Whitewater kayakers would benefit, as they would have a toilet at their take out, but really that is all they get.

I suppose hunters benefit a little bit, but I don't know of anyone who has needed this specific area for an increase in hunting size- are you out there?

As with most Colorado Rivers, the signage for these public parcels sucks. That should be improved, but to lose them is a tragedy.

The BLM website is incorrect that it has no negative effect on fishermen. I stop my boat and wade fish these areas and they fish good. The area below trough road is not a very good fishery. Opening that area up, in my opinion, does equal a better access for fishermen.


----------



## Dave Frank (Oct 14, 2003)

Hard to picture any swap these guys propose actually being in the public's interest.

How does owner ship of the hillside change mule deer habitat? Do the deer go around the no trespassing signs currently in place? Is the whole area he plans to share fenced off?

I am suspicious.


----------



## wamsley (Feb 28, 2011)

Another thought, the public would be losing a stretch of accessible (by car) river that already has stream improvements for an area with no stream improvements, but the promise of some in the future. 

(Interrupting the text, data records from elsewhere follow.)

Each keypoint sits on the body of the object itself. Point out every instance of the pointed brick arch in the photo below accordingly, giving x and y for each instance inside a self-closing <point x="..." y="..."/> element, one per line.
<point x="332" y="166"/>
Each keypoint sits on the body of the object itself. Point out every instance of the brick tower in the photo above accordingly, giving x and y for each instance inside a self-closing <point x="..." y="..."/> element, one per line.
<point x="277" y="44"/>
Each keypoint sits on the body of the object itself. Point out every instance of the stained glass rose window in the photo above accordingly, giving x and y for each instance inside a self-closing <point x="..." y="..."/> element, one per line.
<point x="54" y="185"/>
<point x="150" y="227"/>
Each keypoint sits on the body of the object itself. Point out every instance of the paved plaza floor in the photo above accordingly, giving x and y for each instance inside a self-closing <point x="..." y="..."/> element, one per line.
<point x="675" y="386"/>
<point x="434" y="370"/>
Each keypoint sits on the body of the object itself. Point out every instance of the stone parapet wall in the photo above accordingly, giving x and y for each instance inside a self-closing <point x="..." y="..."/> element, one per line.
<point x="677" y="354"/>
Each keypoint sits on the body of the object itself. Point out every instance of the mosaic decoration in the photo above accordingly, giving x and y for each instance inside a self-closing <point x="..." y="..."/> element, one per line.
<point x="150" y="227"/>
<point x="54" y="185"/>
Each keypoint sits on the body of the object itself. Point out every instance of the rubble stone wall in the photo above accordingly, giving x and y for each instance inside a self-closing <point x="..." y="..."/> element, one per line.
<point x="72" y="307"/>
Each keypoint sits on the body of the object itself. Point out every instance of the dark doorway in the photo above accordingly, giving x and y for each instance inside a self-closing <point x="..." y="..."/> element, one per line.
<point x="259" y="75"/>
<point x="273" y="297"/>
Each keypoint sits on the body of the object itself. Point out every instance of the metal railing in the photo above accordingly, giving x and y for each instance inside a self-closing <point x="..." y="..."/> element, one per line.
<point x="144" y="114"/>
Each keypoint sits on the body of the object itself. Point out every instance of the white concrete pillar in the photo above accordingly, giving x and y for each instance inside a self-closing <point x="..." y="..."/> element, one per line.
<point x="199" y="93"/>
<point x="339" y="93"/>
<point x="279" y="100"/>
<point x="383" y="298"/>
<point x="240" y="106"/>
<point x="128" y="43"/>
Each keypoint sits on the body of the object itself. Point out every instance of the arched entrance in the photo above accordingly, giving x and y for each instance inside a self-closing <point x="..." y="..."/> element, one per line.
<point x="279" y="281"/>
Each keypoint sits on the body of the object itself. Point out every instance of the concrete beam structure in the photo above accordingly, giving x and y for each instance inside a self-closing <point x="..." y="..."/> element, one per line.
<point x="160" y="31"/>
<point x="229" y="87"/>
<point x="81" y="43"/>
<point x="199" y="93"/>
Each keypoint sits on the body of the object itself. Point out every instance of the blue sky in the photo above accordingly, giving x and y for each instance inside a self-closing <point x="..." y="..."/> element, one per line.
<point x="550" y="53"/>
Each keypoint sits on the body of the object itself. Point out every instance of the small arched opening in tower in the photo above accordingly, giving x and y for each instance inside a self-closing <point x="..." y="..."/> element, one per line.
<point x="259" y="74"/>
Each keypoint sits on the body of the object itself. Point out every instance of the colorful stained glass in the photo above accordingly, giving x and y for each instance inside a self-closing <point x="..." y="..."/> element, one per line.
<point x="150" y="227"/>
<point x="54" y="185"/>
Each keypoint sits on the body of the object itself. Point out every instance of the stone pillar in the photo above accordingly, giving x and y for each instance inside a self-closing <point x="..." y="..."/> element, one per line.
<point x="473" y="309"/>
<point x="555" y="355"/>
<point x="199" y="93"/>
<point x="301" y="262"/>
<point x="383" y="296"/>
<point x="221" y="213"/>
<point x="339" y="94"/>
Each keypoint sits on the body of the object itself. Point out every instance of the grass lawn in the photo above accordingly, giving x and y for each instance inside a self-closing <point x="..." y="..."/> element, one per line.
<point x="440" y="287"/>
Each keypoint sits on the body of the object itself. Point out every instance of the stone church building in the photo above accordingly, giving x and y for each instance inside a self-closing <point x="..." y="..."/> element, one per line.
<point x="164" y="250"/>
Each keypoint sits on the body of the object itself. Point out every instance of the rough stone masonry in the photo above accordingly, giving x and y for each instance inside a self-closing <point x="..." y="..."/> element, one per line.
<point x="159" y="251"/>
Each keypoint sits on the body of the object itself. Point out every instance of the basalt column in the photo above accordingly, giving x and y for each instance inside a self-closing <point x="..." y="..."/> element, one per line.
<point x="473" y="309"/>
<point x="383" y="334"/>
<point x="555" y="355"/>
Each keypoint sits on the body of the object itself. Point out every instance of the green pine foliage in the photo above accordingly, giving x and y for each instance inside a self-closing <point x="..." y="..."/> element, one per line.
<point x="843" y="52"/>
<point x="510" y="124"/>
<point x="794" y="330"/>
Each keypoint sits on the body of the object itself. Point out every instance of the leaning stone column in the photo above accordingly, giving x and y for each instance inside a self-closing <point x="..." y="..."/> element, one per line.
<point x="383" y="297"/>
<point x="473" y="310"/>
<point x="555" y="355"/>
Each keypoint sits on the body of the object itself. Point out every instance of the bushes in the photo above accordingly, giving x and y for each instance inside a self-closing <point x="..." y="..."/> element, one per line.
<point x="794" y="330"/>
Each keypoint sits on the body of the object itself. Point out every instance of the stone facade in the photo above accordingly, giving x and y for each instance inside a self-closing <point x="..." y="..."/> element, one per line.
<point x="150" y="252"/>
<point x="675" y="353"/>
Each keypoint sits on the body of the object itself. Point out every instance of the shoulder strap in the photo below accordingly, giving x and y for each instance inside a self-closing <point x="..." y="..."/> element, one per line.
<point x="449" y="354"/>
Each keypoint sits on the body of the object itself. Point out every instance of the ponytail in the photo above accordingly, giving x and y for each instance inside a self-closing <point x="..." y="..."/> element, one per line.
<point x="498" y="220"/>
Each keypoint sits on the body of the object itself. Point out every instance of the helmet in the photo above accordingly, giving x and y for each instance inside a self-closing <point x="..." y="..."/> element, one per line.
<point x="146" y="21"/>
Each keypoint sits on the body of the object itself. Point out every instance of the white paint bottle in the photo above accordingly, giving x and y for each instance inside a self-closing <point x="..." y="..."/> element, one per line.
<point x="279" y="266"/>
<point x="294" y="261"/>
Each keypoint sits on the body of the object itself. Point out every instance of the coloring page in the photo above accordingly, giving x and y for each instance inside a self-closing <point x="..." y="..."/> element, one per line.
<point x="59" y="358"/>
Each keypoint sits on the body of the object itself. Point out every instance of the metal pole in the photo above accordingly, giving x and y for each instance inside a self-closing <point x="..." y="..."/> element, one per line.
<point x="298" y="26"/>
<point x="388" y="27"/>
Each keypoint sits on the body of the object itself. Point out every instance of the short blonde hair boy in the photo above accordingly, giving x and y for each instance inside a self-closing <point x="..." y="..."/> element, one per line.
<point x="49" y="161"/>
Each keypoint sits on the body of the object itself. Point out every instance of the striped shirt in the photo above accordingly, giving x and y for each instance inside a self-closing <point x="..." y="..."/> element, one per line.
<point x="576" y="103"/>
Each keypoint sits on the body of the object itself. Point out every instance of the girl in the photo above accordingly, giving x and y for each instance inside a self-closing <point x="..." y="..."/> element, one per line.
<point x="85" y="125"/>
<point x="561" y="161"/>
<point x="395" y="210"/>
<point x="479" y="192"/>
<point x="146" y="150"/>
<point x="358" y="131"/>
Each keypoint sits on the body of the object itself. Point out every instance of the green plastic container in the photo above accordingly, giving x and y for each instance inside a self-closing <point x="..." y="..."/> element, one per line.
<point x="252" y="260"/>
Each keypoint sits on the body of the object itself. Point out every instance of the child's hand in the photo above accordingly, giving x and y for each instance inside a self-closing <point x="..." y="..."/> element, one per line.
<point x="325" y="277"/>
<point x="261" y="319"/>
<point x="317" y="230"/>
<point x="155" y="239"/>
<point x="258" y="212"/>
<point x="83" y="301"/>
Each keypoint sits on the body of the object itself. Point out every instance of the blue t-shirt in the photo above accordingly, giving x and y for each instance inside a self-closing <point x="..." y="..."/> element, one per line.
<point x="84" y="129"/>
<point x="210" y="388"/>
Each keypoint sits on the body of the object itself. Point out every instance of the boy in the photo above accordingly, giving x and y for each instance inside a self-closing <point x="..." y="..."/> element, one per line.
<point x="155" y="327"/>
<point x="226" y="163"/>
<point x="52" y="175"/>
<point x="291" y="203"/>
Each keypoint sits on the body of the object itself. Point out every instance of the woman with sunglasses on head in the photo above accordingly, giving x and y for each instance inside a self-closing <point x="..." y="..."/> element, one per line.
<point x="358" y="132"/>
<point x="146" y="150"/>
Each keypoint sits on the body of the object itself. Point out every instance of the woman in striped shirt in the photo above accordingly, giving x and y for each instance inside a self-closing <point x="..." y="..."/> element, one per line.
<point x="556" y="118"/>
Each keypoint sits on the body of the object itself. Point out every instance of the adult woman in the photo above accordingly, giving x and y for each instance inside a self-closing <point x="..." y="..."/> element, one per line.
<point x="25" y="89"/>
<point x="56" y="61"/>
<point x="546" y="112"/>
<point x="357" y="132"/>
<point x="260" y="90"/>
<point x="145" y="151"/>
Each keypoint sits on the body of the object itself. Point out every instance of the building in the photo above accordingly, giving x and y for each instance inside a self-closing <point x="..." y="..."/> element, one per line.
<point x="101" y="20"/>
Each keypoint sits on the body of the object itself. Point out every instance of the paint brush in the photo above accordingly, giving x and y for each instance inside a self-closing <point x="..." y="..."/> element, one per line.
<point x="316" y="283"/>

Again, I truly believe this bad for all us Colorado boaters in the long run.


----------



## wamsley (Feb 28, 2011)

I maybe having a conversation with myself here, but screw it, I hope that by posting people get involved and take action cause this land swap is not ok. Here are some of the points that stand out to me:

1. As outlined in my previous, the biggest problem for us floaters is there are no stopping points between Spring Creek and the take out if the swap happens. That is a long way.

2. The swap does not mitigate (as far as I am aware) this length of trip difficulty by adding Spring Creek Road as a viable put in.

3. The swap removes areas once accessible as drive in fisheries, with good stream improvement for areas with no stream improvement, only the promise of future improvements.

4. I would need more research/knowledge, but the land swap areas gives away more river-front land than is gained. The value of river front land is way more than any other land. The public, while gaining land, may actually be losing money.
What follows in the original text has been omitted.